図3 ボディがAl合金でできているスポーツ・カー
本田技研工業のスポーツ・カー「NSX」である。偶然見たテレビ番組から,このNSXのボディがオールAl合金製で,レーザ溶接で組み立てられていることを雨堤氏は知った。(写真:本田技研工業)

 雨堤氏は車に興味がないわけではない。だが,しばらく見ていると眠くなってきた。電池の外装缶とフタのことで,精神的に疲れていたのだろう。だんだん意識が遠ざかっていく。そこへ突然,こんなナレーションが耳に飛び込んできた。「NSXのボディはオールAl合金製注1)。レーザ溶接という方法で組み立てられました」。
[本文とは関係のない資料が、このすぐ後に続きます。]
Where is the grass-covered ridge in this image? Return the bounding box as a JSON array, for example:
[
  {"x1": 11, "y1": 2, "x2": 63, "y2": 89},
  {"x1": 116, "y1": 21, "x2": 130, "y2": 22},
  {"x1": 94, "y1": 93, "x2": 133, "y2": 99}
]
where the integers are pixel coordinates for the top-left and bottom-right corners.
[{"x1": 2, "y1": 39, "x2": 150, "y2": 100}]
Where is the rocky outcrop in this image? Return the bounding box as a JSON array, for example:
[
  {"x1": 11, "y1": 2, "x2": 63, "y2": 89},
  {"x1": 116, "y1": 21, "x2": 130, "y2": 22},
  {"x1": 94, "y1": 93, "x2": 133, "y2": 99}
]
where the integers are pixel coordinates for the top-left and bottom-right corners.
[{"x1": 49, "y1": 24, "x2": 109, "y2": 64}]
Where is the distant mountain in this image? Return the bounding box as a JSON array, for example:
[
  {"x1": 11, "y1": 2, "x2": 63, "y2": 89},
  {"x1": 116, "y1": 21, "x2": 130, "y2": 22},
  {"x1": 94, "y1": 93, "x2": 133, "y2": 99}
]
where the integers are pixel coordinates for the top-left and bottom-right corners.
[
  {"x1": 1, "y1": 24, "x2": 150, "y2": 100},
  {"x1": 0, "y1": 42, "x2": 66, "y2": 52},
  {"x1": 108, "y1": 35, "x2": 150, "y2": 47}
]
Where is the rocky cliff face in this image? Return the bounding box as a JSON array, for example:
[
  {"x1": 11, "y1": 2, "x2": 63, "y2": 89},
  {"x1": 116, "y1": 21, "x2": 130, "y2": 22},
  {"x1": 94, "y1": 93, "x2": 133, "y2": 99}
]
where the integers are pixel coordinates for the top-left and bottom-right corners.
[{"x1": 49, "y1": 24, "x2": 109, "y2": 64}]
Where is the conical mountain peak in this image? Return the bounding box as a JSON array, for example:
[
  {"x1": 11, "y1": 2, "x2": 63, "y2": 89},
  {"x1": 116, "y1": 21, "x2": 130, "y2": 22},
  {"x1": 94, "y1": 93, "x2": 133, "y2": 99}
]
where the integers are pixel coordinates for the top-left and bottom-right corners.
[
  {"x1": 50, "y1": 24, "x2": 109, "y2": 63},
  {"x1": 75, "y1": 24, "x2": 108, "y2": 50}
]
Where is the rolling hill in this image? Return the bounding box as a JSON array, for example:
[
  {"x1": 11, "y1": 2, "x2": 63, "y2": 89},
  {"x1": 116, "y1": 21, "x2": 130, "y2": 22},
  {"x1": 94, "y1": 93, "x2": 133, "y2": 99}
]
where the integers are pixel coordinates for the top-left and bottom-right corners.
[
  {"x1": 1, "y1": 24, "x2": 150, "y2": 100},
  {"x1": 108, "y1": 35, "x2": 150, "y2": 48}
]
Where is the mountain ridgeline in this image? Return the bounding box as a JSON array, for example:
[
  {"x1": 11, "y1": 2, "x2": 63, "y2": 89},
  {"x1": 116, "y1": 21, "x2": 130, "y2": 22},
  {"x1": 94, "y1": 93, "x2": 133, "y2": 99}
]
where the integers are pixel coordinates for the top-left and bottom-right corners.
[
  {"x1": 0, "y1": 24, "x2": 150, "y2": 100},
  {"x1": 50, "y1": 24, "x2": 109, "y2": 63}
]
注1) NSXの車両重量は1350kg。Al合金ではなく,鉄製だったら1550kg程度になるといわれている。ボディだけの重量は210kgで,鉄を使う場合に比べて140kg軽くできたという。価格は800万円と高かったが,発表当初はかなり話題となり,写真集やビデオなども登場した。

 雨堤氏は飛び起きた。「えっ,いま,何て言った? Al合金? レーザ溶接?」。 画面を見ると,レーザ溶接機が火花を散らしながらボディを溶接する場面が映っている。あたふたとテレビのボリュームを上げ,画面に見入る。「あった,あった。Al合金を溶接した例があった。Al合金は溶接できるんだ」。

 興奮覚めやらぬまま,雨堤氏は布団にもぐり込む。目を閉じると,NSXのボディを溶接する場面と,電池の外装缶とフタを溶接する場面がダブって浮かび上がってくる。その晩は,なかなか寝付けなかった。

やはり難しいかな

 次の日,雨堤氏は出社するなり実験室に入り飛び込んだ。実験の準備を整える。そのうち,しだいに冷静な自分が戻ってきた。「やればパッとできるというものではなさそうだ」。

 確かにNSXではAl合金ボディをレーザ溶接で組み立てている。しかし,雨堤氏が考えている電池の外装缶とフタの溶接とはかなり違う。NSXの場合,溶接個所は連続的につながっていない。ポイントごとに間隔をあけて溶接していくのである。